2a) Sometimes while developing these relationships, you will pick up on a thread in their papers and really want to know the outcome. A lot of the time, that information is lost to history and you just have to deal with it.
3) You will likely end up with an abundance of self-taught, pseudo-IT knowledge.
A huge portion of records today are born digital (created digitally, no paper) and this number grows every single day. To be competitive, archivists must understand how to work with digital documents in an ever-changing technological world. You will probably take many online classes and do lots of reading. Make friends with an IT professional . . . fast! I spend probably 40% of my time dealing with aspects of our digital collections (and it is only a small portion of my job!). I now know my way around a CSS stylesheet – that isn’t something you learn in public history graduate school!
4) Paper is heavy.
Seriously, those boxes are like great big rocks. Watch out for interns and graduate students who see you toss them around and don’t realize the weight – save their toes (and your hard work)!
5) You will get dirty.
Erase those images of the sharply dressed archivist wearing white gloves handling a document over a clean, white table. Replace it with an image of the old-jeans wearing archivist crawling around in the hay loft of a barn rescuing long-deserted family or business records. Replace it with an image of the archivist smelling documents and books to see if they detect mold, freezing boxes to kill the infesting bugs, covered in red rot from the leather of old ledger books. . . you get the point. Yes, you will get to spend some time doing the fancy part, but unless you do something extremely specialized, it will be outweighed by the rest.
6) You will have to explain what you do over and over again.
Turns out, archivist isn’t a well-known career outside of academia. Have your elevator speech ready; you will need it a lot. If I don’t want to get into a long discussion, I usually focus on the history side of my job. People tend not to have as many questions about that. And no, I am not a librarian. I like librarians, but I am not one.
7) Parents will expect you to do their kid’s homework.
This is not cool and I do not tolerate it.
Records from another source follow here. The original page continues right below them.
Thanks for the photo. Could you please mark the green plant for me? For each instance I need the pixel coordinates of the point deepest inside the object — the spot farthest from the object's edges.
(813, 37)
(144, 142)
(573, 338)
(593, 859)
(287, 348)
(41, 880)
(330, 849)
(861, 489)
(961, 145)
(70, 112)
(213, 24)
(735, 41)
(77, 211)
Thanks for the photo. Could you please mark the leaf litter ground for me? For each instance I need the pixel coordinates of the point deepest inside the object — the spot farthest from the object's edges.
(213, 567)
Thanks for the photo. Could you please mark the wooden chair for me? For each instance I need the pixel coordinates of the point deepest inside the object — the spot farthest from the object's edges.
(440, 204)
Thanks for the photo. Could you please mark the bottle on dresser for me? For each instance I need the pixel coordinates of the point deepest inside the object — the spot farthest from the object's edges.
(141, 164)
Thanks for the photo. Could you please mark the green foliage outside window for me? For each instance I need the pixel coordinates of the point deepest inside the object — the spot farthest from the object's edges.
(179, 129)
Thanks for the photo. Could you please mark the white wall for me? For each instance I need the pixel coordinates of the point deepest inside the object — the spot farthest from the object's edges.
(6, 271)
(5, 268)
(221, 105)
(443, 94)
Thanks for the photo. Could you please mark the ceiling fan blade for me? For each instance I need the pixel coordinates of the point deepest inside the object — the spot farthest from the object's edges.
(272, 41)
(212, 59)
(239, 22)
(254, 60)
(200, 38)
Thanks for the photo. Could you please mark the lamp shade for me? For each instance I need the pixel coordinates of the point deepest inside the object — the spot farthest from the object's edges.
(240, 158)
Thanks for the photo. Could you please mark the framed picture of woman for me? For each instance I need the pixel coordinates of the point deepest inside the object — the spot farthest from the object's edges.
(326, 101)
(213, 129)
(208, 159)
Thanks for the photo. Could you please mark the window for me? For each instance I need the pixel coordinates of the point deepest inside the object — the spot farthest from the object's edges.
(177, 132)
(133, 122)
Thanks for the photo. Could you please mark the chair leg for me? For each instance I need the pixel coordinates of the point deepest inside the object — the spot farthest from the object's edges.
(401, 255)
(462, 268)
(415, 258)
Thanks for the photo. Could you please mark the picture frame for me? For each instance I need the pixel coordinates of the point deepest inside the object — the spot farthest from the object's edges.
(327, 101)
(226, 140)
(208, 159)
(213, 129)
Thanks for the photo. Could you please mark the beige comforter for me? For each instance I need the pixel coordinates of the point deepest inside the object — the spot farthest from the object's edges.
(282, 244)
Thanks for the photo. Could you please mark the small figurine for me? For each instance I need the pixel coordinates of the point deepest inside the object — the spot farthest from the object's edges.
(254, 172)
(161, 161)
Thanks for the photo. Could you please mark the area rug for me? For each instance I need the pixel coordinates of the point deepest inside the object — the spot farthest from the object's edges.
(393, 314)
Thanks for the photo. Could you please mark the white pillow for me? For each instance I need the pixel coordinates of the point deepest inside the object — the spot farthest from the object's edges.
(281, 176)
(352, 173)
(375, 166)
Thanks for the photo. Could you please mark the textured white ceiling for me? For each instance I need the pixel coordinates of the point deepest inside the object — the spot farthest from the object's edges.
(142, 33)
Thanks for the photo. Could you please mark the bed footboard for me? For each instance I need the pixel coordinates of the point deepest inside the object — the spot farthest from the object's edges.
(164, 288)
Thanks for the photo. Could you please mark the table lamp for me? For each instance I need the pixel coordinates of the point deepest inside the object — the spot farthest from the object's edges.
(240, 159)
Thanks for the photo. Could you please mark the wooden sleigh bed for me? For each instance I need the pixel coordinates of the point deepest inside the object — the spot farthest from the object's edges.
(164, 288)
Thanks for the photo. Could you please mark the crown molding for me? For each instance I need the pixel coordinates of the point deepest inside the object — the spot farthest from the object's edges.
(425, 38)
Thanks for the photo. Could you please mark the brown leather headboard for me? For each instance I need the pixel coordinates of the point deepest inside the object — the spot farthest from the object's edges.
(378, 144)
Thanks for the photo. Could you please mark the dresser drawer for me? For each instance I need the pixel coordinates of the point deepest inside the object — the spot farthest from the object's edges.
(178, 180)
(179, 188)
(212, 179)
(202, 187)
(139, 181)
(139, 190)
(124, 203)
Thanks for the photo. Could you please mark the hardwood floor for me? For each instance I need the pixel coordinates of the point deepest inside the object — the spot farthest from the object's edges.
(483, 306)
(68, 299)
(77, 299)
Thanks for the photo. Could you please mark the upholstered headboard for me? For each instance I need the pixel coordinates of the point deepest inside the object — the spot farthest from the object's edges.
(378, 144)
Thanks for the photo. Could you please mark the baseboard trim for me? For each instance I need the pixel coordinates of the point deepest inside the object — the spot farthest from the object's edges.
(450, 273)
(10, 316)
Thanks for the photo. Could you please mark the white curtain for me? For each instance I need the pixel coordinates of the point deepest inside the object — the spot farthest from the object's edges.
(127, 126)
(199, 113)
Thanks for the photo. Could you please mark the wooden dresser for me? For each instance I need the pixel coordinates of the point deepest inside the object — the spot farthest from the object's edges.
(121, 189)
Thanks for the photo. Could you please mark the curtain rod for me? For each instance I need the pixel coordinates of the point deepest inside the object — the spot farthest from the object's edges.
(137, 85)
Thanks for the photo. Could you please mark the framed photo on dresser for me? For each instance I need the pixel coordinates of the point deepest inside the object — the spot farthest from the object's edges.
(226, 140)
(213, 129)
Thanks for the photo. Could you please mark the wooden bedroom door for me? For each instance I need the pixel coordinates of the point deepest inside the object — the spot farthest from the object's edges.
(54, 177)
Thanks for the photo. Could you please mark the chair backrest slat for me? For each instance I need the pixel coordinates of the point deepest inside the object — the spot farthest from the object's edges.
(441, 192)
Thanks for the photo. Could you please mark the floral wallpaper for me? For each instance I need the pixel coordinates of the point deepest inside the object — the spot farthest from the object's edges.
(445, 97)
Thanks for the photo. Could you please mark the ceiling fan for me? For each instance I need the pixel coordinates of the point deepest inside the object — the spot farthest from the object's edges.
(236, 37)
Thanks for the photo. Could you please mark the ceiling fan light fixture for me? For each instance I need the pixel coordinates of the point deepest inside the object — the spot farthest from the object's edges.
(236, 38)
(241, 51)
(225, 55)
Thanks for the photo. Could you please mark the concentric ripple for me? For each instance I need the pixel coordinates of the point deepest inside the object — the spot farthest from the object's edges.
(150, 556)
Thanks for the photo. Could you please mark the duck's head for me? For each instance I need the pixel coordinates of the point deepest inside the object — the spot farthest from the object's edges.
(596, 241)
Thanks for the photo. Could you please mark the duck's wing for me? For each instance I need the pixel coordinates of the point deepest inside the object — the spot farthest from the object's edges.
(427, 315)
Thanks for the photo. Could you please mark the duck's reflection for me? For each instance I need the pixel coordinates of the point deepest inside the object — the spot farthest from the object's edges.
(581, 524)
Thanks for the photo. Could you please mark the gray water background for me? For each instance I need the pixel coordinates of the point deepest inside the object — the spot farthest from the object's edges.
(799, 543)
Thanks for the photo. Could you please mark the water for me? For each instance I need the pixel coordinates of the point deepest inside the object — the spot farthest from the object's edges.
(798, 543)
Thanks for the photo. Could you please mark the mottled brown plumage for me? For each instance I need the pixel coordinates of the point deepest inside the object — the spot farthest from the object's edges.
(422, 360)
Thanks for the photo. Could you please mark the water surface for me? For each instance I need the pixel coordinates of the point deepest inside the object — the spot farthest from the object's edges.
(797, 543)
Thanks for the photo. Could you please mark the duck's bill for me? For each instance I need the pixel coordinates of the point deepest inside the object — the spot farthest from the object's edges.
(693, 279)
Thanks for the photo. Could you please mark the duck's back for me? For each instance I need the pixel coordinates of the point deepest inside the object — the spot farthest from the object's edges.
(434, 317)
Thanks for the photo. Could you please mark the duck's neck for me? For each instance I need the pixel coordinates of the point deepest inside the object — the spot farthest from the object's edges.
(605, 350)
Extra-friendly and new archivists can get sucked in sometimes though. You will need to figure out fairly quickly where your job ends and their work begins. You may have a person you need to go the extra-mile for, but this should not mean taking on their assignments. Also – parents who do this . . . you suck. Big time. Don’t get an attitude with me and teach your kid to put some effort in.
8) You will tease people about erasing them from the historical record when they piss you off.
Ha. Yeah, I do this. Be nice to archivists, people; we control how most of you will be remembered.